É preciso pensar: por que vivemos em uma estrutura em que alguns são considerados “normais”, enquanto outros, são os “diferentes”, geralmente esses tornado-se “fantasias”?

Blackface no Salgueiro

A escola de samba Salgueiro causou polêmica ao fazer blackface na comissão de frente e na bateria.

Blackface é a técnica racista na qual brancos se pintam de preto para interpretar pessoas negras.

Se a escola buscava realmente celebrar a mulher negra, por que não fazer uma comissão de frente apenas com mulheres negras e não com homens fazendo blackface?

E a fantasia Faraó Negro, usada pela bateria, não poderia ter sido escalada para uma outra ala, no caso composta integralmente por integrantes negros?

Coleira da Sabrina

Outra polêmica, neste caso em relação não ao racismo, mas ao machismo, foi a coleira usada por Sabrina Sato com o nome do namorado, Duda Nagle.

Sabrina deixou evidente que tratou-se de uma homenagem a Luma de Oliveira, musa histórica do Carnaval carioca que usou coleira igualmente polêmica com o nome do marido Eike Batista 20 anos atrás.

Sabrina foi acusada de reforçar a imagem de mulher submissa ao homem, justamente no Carnaval em que as mulheres bradam contra o assédio masculino, típico de homens que se acham donos de seus pares.

Não teria sido mais interessante e provocativo o namorado de Sabrina usar a coleira com o nome dela?

Neste contexto de 2018, com a luta das mulheres na pauta do dia, Sabrina errou ao repetir a coleira de Luma?

Índio e negro como fantasia

Outra fantasia condenada neste Carnaval foi a de índio. Famosos que botaram cocar na cabeça foram duramente criticados nas redes sociais.

Quando refletimos que indígenas foram expropriados em toda a história do Brasil (que afinal é a terra deles, por direito) e que muita gente só se lembra que eles existem na hora de compor uma fantasia para curtir um bloco, fica a pergunta: por que achamos que índio é fantasia de Carnaval?
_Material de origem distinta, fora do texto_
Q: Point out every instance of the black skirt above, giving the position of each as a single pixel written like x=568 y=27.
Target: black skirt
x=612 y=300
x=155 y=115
O mesmo vale para o negro, trazido à força em desumanos navios, escravizado, violentado e açoitado em praça pública durante a maior parte de nossa história e constantemente transformado em fantasia na folia, coisa também já não mais tolerada.

Por que pessoas que costumam chamar cabelo liso de “bom” e cabelo crespo de “ruim” ou pedir para que negros cortem seus cabelos no mercado profissional resolvem, justamente no Carnaval, usar uma peruca blackpower?

É preciso questionar: por que a sociedade brasileira gosta de transformar etnias ou grupo sociais oprimidos em fantasia?

É provável que a resposta à seguinte pergunta ajude a desvendar muita coisa:

Por que não tem fantasia de homem branco hétero?